El centro de reeducación de la provincia de Rumonge es un pequeño agujerito por el que se ve la infancia trabada de Burundi. Es el segundo que abre Unicef, con el beneplácito y consenso del presidente Nkurunziza. Muchos de los cientos de adolescentes arrestados durante la escalada violenta de 2015 fueron a parar a cárceles de adultos. El delito más extendido del que hizo uso el aparato policial del Gobierno: pertenencia a banda armada. La agencia de la ONU ha posibilitado ahora que los menores detenidos vayan directamente a estos centros de reeducación para cumplir su pena.
Una docena de estos chavales pega fuerte a los tamtam de Burundi, un símbolo del pasado y presente del país. Cantan y teatralizan. Escenifican cómo si labrasen y hablasen con la tierra -no en vano, el 90% de la población depende de la agricultura-. Paran, se disuelven y caminan a uno de los complejos donde reciben educación y formación profesional.
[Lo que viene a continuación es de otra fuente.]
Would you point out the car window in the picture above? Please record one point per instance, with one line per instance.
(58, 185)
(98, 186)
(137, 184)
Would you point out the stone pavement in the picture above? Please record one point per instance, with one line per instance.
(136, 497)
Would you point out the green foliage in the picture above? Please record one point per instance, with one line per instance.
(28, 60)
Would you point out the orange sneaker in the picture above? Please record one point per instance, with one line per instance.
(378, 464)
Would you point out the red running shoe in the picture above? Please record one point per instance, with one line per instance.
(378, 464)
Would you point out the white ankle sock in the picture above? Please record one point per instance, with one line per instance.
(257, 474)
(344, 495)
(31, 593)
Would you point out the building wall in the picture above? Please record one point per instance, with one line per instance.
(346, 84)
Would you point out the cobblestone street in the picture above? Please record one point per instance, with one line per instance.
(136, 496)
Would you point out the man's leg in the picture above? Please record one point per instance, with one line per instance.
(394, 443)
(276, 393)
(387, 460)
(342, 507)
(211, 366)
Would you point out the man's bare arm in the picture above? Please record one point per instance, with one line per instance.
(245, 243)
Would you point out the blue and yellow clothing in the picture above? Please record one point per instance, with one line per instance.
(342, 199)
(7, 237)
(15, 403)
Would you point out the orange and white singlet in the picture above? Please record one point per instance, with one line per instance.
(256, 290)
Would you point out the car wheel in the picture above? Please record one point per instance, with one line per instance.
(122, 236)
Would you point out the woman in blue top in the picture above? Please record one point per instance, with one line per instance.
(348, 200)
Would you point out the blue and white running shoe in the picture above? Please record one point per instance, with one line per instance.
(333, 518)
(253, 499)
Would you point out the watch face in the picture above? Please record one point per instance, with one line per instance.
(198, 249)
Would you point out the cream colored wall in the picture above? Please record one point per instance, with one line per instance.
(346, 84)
La mayoría tiene entre 16 y 17 años. El más pequeño, recién llegado, cuenta 15 primaveras. Según informa un responsable del centro, Jean Claude Nkezimana, muchos de ellos fueron condenados por violación, aunque los hay también que cumplen largas sentencias por hurto. Uno de estos últimos, de 17 años, entrevestido con telas blancas, rojas y verdes, los colores nacionales, suma y resta frente a la pantalla de un ordenador. "Aquí he aprendido a tocar los tambores, matemáticas y lengua, pero quiero ser médico profesional", dice mirando hacia la pared, solicito para que la cámara no le coja el rostro.
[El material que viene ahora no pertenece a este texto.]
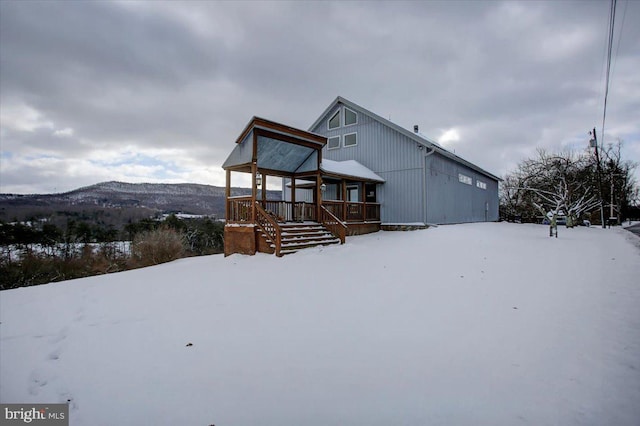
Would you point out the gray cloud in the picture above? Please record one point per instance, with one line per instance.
(84, 80)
Este menor fue pillado mientras robaba ropa. Le cayó un año de detención. En Rumonge tiene que seguir las reglas, colaborar en la limpieza de habitaciones y letrinas, participar en las clases formales y las animaciones, también en las horas de teatro y deporte... "Espero volver a un Burundi en el que no haya guerra, que sea pacífico". Lo podrá hacer en unas horas porque es su último día de condena -falta que lleguen los papeles para su libertad-. Como lo es el de su colega de sala. Tiene la misma edad, aunque es más enjuto. Su historia, no cabe duda, es tan dura como visible. Está sentado en una silla con las muletas apoyadas sobre el muñón de su pierna derecha. Ha cumplido tres meses en Rumonge, más otros tres en la prisión central. "Estoy cabreado y frustrado".
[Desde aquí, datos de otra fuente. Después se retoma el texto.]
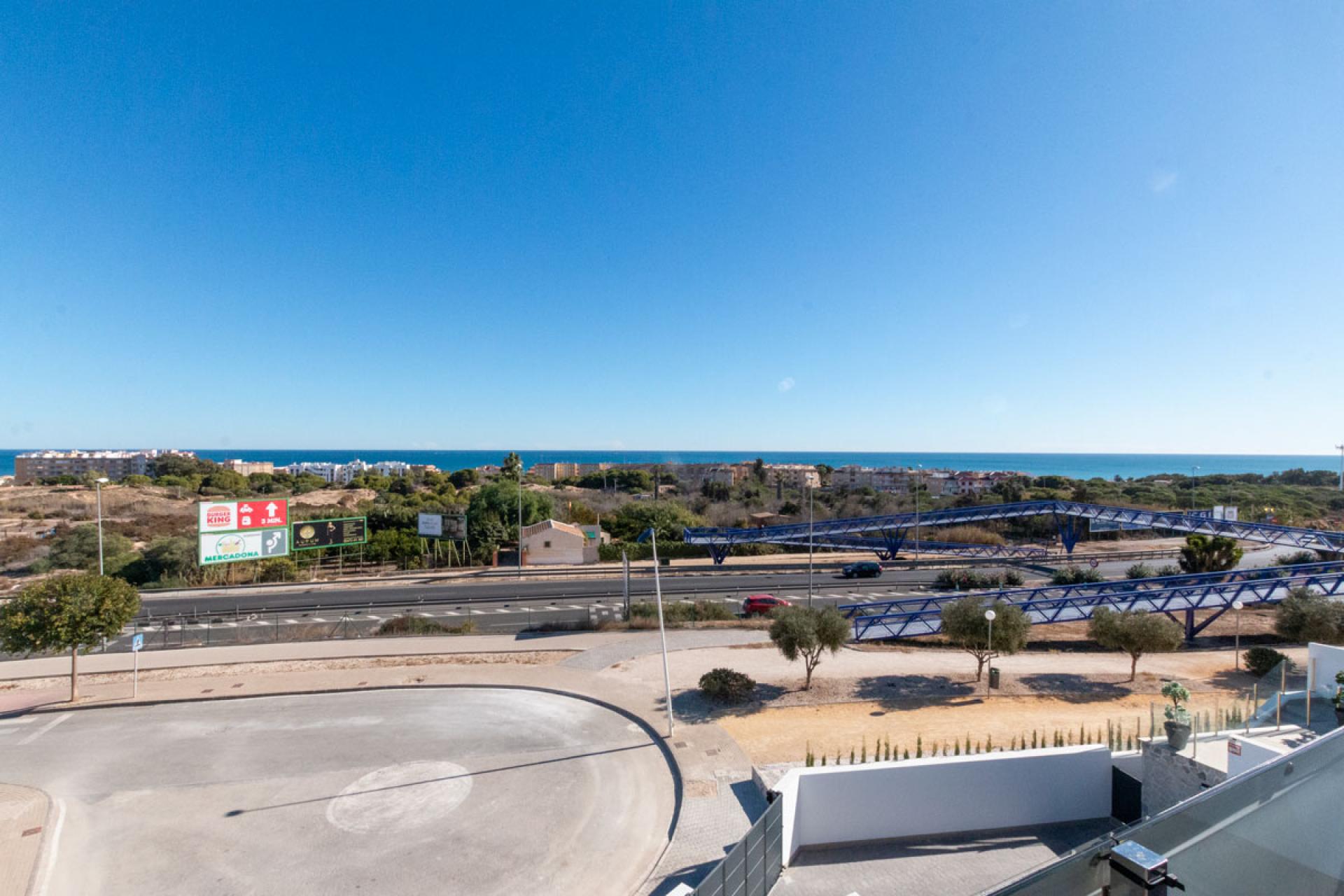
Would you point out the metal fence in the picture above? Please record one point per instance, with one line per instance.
(755, 864)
Entre él y empleados de la institución cuentan su historia: trabajaba en una tienda de uno de los barrios opositores al presidente (Gihanga, en la provincia de Bubanza). Un día tuvo la mala suerte de ser alcanzado por una bala perdida. Finalmente tuvieron que amputarle la pierna. Lo pasó mal, sobre todo, cuando la policía decidió el arresto aprovechando su convalecencia. Le acusaron de pertenecer a banda armada, pero nadie sabe a ciencia cierta si así fue. "Yo sólo trabajaba en una tienda", dice el joven, que viste una camiseta de fútbol roja muy castigada. ¿Y cuando salgas? "Quiero volver a la tienda a trabajar". Difícil regreso, no ya por el camino emprendido sino por su furia latente con aquello que le quitó una parte sí mismo.
El proyecto de reeducación, gestionado por Unicef, seguirá a los chavales también en libertad. Plantaron la semilla de la confianza, ese era el objetivo. Otra cosa es el fruto. Eso, como coinciden en valorar los trabajadores, es más difícil de prever.